By Joseph Ax
(Reuters) – A federal judge on Tuesday said she is taking control of New York’s troubled Rikers Island jail complex away from city officials and appointing an independent official to oversee it, citing a decade of worsening violent and dangerous conditions inside the facility.
In a 77-page decision, U.S. District Judge Laura Taylor Swain in Manhattan said she would select a “remediation manager,” reporting directly to her, who will have broad powers to reform Rikers, including authority to revise the jails’ rules, hire staff and take disciplinary actions against employees who violate policies on the use of force.
“As the record in this case demonstrates, the current rates of use of force, stabbings and slashings, fights, assaults on staff, and in-custody deaths remain extraordinarily high, and there has been no substantial reduction in the risk of harm currently facing those who live and work in the Rikers Island jails,” Swain wrote.

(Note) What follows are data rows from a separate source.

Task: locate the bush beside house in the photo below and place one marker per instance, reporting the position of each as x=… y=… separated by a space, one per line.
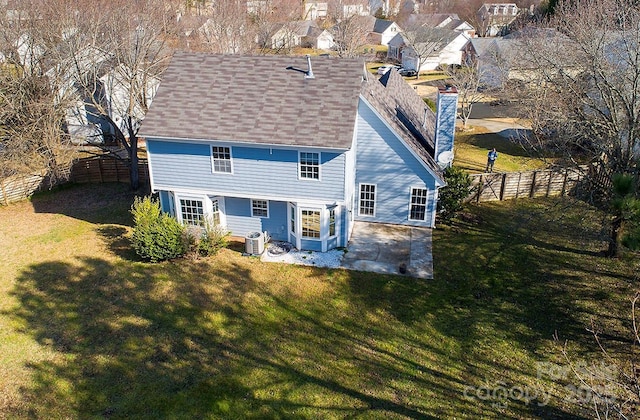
x=157 y=236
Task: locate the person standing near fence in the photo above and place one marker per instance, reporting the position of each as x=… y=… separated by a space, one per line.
x=491 y=158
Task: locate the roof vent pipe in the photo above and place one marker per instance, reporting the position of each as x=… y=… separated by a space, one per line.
x=309 y=73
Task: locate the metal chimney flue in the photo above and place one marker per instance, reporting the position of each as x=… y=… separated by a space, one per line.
x=309 y=73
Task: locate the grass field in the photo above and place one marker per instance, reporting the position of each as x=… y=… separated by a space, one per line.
x=89 y=331
x=471 y=149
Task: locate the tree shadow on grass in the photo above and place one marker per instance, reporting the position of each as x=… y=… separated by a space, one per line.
x=117 y=240
x=107 y=203
x=194 y=340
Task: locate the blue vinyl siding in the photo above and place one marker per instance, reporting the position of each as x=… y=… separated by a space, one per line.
x=260 y=172
x=165 y=198
x=384 y=161
x=311 y=245
x=240 y=222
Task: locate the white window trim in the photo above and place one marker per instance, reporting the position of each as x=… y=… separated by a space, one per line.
x=319 y=167
x=426 y=204
x=299 y=221
x=375 y=199
x=336 y=215
x=267 y=208
x=178 y=207
x=213 y=165
x=207 y=205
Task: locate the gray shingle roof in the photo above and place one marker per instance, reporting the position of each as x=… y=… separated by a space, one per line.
x=254 y=99
x=406 y=112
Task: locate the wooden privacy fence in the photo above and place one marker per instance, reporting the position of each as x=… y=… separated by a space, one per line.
x=531 y=184
x=19 y=187
x=93 y=169
x=99 y=169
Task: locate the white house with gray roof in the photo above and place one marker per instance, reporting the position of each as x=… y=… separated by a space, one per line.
x=302 y=150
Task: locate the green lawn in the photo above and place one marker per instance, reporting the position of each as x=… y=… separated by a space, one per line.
x=472 y=146
x=89 y=331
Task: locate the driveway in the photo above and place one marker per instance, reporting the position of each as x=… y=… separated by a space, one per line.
x=390 y=249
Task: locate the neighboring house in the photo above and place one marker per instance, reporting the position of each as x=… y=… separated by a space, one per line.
x=354 y=9
x=495 y=18
x=442 y=20
x=314 y=10
x=301 y=150
x=381 y=31
x=303 y=33
x=503 y=59
x=444 y=47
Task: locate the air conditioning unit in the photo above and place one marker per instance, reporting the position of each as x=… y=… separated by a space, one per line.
x=254 y=243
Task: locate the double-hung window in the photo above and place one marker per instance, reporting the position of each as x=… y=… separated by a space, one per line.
x=332 y=222
x=259 y=208
x=310 y=221
x=192 y=211
x=418 y=204
x=367 y=205
x=221 y=157
x=309 y=165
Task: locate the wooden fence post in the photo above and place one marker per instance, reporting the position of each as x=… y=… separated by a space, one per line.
x=533 y=184
x=100 y=170
x=4 y=193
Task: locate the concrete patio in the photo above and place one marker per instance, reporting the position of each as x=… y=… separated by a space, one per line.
x=383 y=248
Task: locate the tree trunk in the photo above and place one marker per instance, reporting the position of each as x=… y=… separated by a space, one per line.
x=614 y=247
x=134 y=174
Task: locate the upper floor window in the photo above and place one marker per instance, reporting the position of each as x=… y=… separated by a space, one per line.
x=259 y=208
x=367 y=205
x=332 y=222
x=418 y=204
x=309 y=165
x=221 y=157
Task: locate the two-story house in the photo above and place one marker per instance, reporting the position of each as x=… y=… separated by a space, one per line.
x=299 y=147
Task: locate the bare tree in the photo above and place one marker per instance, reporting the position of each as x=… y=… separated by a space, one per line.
x=112 y=57
x=610 y=385
x=227 y=28
x=350 y=35
x=423 y=42
x=468 y=81
x=31 y=113
x=586 y=104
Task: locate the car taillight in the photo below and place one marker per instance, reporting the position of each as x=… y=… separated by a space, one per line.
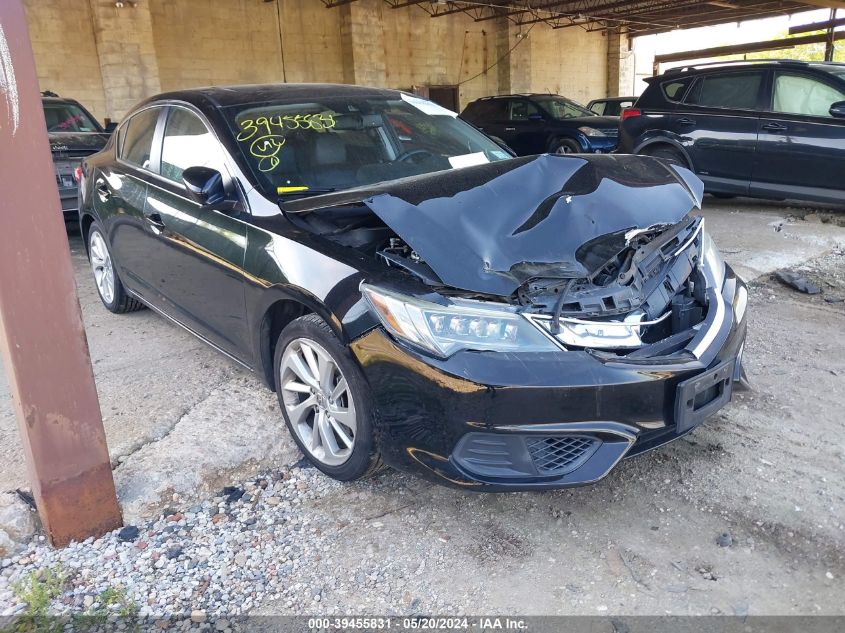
x=629 y=113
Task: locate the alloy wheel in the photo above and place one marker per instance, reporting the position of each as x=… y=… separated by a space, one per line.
x=318 y=401
x=102 y=266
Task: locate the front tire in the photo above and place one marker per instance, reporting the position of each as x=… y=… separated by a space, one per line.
x=111 y=290
x=668 y=154
x=325 y=400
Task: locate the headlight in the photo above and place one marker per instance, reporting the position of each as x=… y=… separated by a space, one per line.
x=586 y=130
x=714 y=265
x=446 y=329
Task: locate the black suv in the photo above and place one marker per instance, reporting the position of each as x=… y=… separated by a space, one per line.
x=74 y=134
x=768 y=129
x=539 y=123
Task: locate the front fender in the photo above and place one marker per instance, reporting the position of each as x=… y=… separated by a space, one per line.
x=662 y=138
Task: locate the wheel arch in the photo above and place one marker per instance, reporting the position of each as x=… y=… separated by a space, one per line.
x=281 y=307
x=671 y=143
x=86 y=219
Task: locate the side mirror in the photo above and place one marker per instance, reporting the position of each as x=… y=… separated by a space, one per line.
x=838 y=110
x=205 y=185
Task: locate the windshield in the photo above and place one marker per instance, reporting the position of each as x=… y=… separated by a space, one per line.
x=294 y=148
x=560 y=108
x=68 y=117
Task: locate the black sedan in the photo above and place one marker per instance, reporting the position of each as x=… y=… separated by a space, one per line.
x=415 y=296
x=74 y=134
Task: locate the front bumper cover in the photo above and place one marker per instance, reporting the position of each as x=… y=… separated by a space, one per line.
x=498 y=422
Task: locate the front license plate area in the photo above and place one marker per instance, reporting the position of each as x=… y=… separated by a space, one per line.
x=703 y=395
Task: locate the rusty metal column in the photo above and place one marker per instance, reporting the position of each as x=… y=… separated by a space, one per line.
x=830 y=42
x=42 y=339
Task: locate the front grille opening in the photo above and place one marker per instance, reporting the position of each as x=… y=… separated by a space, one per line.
x=562 y=454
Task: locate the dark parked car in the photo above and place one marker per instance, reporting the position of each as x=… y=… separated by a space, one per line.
x=536 y=124
x=415 y=296
x=771 y=129
x=74 y=134
x=612 y=106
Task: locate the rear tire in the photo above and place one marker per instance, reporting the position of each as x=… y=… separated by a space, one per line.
x=325 y=400
x=111 y=290
x=668 y=154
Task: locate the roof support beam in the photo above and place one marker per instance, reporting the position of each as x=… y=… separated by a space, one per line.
x=827 y=4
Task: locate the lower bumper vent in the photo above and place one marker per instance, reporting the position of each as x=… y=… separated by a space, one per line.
x=559 y=455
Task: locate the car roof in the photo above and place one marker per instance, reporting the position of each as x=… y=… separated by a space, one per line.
x=521 y=94
x=223 y=96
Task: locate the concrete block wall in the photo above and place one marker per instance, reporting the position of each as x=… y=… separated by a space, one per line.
x=110 y=58
x=207 y=42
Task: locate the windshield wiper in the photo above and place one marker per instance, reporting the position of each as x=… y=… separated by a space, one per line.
x=302 y=193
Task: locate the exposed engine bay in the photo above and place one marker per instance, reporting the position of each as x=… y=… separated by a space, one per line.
x=649 y=291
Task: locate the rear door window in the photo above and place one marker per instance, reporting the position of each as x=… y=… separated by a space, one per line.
x=488 y=111
x=523 y=110
x=676 y=89
x=137 y=139
x=800 y=94
x=738 y=91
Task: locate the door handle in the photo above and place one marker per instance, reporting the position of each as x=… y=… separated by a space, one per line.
x=155 y=222
x=103 y=190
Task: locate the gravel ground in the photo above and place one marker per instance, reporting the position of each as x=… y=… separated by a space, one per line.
x=746 y=515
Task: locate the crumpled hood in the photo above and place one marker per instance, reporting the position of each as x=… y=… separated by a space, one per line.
x=491 y=227
x=61 y=142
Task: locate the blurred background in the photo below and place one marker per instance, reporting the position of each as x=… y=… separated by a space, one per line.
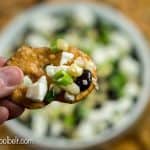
x=139 y=12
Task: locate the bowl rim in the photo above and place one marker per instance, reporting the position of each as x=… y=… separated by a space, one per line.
x=124 y=23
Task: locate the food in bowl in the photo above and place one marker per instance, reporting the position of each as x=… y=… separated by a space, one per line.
x=62 y=73
x=118 y=69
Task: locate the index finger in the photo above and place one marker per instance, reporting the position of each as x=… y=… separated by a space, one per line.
x=2 y=61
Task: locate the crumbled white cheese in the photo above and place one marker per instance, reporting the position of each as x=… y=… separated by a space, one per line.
x=72 y=88
x=69 y=96
x=89 y=65
x=66 y=57
x=36 y=40
x=27 y=81
x=74 y=70
x=62 y=44
x=39 y=124
x=100 y=56
x=51 y=70
x=38 y=90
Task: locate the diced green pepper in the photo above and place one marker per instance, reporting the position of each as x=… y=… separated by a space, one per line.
x=62 y=78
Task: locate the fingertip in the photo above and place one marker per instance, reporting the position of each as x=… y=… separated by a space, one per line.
x=4 y=114
x=2 y=61
x=14 y=109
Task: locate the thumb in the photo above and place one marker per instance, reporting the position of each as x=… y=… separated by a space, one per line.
x=10 y=77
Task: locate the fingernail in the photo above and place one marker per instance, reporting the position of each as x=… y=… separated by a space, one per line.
x=11 y=75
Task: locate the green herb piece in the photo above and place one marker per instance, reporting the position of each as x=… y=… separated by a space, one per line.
x=50 y=96
x=69 y=121
x=62 y=78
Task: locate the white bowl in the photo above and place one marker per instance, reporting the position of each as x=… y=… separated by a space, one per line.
x=12 y=34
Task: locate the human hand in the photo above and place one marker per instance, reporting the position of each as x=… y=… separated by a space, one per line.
x=10 y=77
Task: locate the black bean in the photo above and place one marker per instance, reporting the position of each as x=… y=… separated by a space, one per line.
x=84 y=81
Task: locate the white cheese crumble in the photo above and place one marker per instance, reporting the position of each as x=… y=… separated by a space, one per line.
x=72 y=88
x=51 y=70
x=39 y=124
x=38 y=90
x=69 y=96
x=66 y=57
x=27 y=81
x=62 y=44
x=74 y=70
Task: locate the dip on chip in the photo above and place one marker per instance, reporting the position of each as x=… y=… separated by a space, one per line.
x=60 y=73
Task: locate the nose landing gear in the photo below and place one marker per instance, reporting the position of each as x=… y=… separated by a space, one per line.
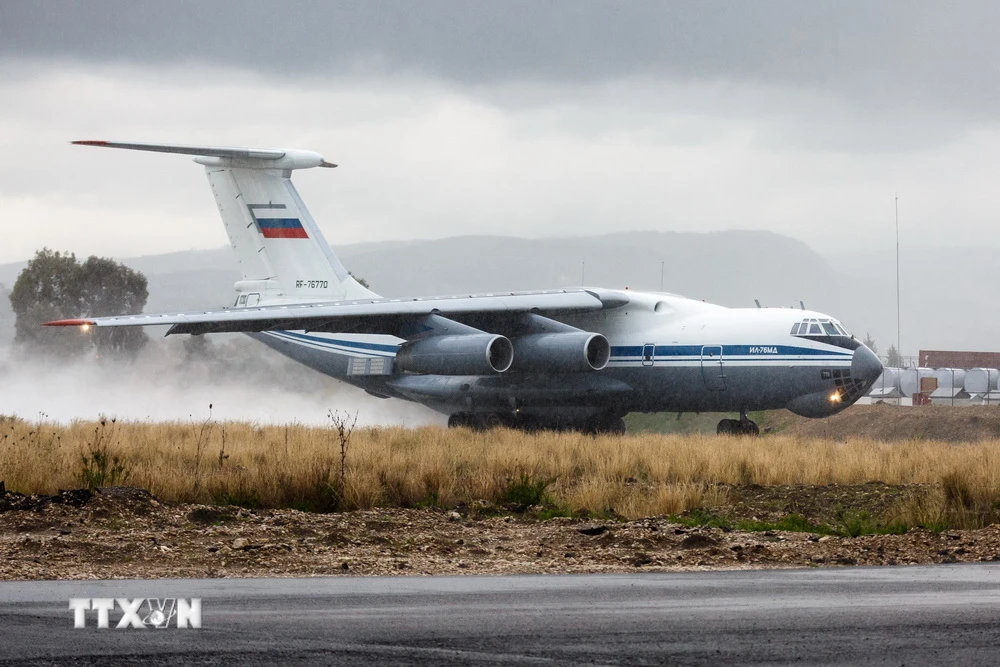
x=742 y=426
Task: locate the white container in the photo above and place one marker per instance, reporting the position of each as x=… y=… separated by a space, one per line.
x=949 y=377
x=887 y=381
x=981 y=380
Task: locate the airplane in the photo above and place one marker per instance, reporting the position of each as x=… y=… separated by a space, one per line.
x=573 y=358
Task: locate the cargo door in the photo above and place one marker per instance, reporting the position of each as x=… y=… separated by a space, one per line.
x=712 y=370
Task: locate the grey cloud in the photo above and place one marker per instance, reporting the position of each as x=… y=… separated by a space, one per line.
x=887 y=54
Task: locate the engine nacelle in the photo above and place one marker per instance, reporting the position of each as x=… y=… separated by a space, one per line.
x=569 y=352
x=463 y=354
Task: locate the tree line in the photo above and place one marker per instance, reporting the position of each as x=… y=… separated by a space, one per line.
x=55 y=285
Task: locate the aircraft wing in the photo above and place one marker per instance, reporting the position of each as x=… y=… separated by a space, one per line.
x=373 y=316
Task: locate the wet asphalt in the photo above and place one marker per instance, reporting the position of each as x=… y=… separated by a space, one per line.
x=918 y=615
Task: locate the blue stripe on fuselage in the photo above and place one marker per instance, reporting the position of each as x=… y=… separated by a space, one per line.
x=727 y=351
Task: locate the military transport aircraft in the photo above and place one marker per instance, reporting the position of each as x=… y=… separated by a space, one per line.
x=577 y=357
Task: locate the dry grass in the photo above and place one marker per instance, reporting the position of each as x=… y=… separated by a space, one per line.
x=299 y=466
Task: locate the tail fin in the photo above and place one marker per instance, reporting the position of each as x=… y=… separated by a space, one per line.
x=281 y=252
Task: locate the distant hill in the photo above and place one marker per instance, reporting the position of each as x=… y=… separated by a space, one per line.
x=732 y=268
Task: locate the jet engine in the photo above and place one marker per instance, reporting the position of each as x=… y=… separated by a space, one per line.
x=569 y=352
x=462 y=354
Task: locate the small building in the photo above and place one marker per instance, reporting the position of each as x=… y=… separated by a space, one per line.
x=958 y=359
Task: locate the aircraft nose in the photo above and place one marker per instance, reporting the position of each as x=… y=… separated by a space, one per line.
x=865 y=366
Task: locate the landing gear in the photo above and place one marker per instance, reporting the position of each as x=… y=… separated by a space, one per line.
x=605 y=425
x=477 y=422
x=742 y=426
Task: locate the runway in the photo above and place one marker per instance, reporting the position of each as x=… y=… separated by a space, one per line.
x=902 y=615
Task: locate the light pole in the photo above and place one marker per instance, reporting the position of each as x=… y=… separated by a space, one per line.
x=899 y=347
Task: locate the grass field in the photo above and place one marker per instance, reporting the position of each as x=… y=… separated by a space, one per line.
x=552 y=473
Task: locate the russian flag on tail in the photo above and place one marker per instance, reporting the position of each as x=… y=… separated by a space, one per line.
x=273 y=227
x=282 y=228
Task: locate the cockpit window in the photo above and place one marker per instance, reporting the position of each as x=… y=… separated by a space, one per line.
x=819 y=327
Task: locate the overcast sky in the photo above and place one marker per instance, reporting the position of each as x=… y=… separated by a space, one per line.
x=517 y=118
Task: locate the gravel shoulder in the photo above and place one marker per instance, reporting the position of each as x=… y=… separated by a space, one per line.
x=125 y=533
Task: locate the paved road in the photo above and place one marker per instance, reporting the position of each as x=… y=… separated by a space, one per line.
x=906 y=615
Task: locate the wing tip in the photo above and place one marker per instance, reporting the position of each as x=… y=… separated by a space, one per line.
x=69 y=323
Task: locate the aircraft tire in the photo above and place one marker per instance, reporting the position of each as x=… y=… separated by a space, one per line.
x=490 y=421
x=729 y=427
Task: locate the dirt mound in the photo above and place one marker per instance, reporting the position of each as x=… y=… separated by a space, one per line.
x=892 y=422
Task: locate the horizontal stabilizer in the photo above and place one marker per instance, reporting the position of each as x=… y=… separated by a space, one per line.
x=273 y=158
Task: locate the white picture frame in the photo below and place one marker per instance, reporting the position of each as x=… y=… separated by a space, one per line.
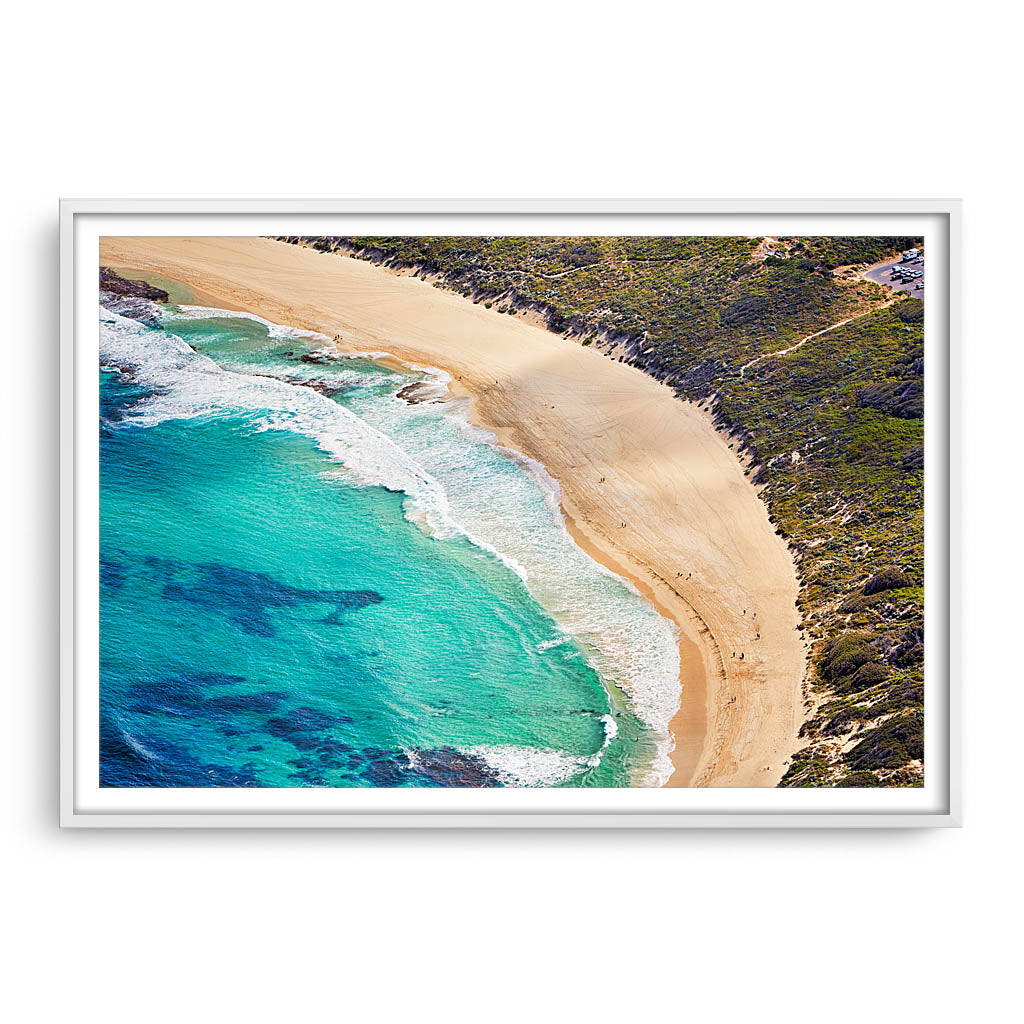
x=937 y=804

The Legal Aid Society and the law firm Emery Celli Brinckerhoff Abady Ward & Maazel, which represented inmates in the case, said in a statement, “This appointment marks a critical turning point — an overdue acknowledgment that city leadership has proven unable to protect the safety and constitutional rights of incarcerated individuals.”
Speaking to reporters after an event on Tuesday, Mayor Eric Adams noted that the problems at Rikers have been decades in the making and said he had taken steps, including appointing a new corrections commissioner in 2023, to improve conditions at the complex.
“I’m going to follow whatever rules she puts in place, because she has the authority to do so,” he said of Swain’s decision.
Tuesday’s ruling comes six months after Swain found the city and its Department of Correction in contempt of 18 provisions of court orders designed to improve the violent conditions facing inmates and staff.
The city agreed in 2015 to have a court-appointed monitor keep tabs on Rikers and issue regular reports on its conditions, part of a consent decree to settle a class-action lawsuit.
There were 6,784 incidents of use of force at Rikers in 2023, up from 4,652 in 2016, and 33 people have died in custody since 2022, according to figures the judge cited in November.
Rikers housed more than 6,000 inmates as of mid-2023, one-fifth of whom suffered from serious mental illness, according to an investigation that year by the city comptroller’s office.
The City Council has previously approved a plan to close Rikers by 2027 and open four new city jails elsewhere, but the city is not on track to complete the new facilities by the deadline.